CommissarMa / Context-Aware_Crowd_Counting-pytorch

The implementation of Context-Aware Crowd Counting(CVPR2019)
MIT License
68 stars 23 forks source link

Pretrained model and training on Part B #6

Closed AlexBar93 closed 5 years ago

AlexBar93 commented 5 years ago

Hello! Thanks for your implementation of the network. Unfortunately for non - chinese people it's hard to download from pan.baidu so could you please upload your pretrained model on another cloud like dropbox or google drive? Because I've been training on Shanghai Part A but can't get lower than 66 MAE even after 600 epochs. I've also been training on Shanghai Part B and convergence of the model seems to be much much slower. At 600 epochs MAE is around 28, much worse than the 7.8 reported in the paper. Even using the model trained on Part A for testing on Part B gives better results (something like 23 MAE). For training on Part B I just switched the optimizer to Adam instead of SGD and set batch size to 4 (because any more than that and a "cuda out of memory error" occurs, even though I'm training on a RTX 2080 Ti with 11GB of memory). Should I stick with it and just train for more epochs or change some other hyper parameters of the optimizer to train faster?

CommissarMa commented 5 years ago

@AlexBar93 I have updated the readme and add a dropbox link for the trained model in ShanghaiTech Part A. If you got MAE=28 in ShanghaiTech PartB, there must be something wrong and you can check if the GT density map is generated right or not.
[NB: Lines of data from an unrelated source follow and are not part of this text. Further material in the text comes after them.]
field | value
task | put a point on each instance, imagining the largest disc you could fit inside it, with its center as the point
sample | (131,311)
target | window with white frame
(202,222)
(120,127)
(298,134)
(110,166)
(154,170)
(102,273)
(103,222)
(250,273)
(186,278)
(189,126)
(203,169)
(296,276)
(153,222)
chw9413 commented 5 years ago

My result of Part_A is similar to AlexBar93's, the min_mae is about 67 on epoch 1251. I got the number after updating code, however, the changes seem not to decrease my mae. Before that, my number is 66.1 on epoch 924.

AlexBar93 commented 5 years ago

Thanks for uploading your model! It gives me 60.8 MAE on ShanghaiA, which is even lower than the paper results. I trained with SGD instead of Adam on part B and got around 9 MAE, so probably there are some hyperparameters to change for training with Adam.

xinke-wang commented 5 years ago

Thanks for uploading your model! It gives me 60.8 MAE on ShanghaiA, which is even lower than the paper results. I trained with SGD instead of Adam on part B and got around 9 MAE, so probably there are some hyperparameters to change for training with Adam.

Hi @AlexBar93 , did you use the same hyper-parameters to train part B as used in part A? And have you tried to train part A again? I can only achieve about 66 MAE for Part A and more than 30 for Part B. Many thanks.

AlexBar93 commented 5 years ago

Yes i used the same parameters for partB as of partA. I didn't train again but when i did the first few times i couldn't achieve lower than 66 MAE either. If you get 30 MAE on partB using SGD then maybe you have some problems with the ground truth density maps. You should use fixed kernels to generate them instead of the adaptive ones used for partA in this repo, as reported in the paper.

xinke-wang commented 5 years ago

Yes i used the same parameters for partB as of partA. I didn't train again but when i did the first few times i couldn't achieve lower than 66 MAE either. If you get 30 MAE on partB using SGD then maybe you have some problems with the ground truth density maps. You should use fixed kernels to generate them instead of the adaptive ones used for partA in this repo, as reported in the paper.

Thank you very much for your kind response! I did use the adaptive kernels to generate ground truth density map for Part B, that's the problem.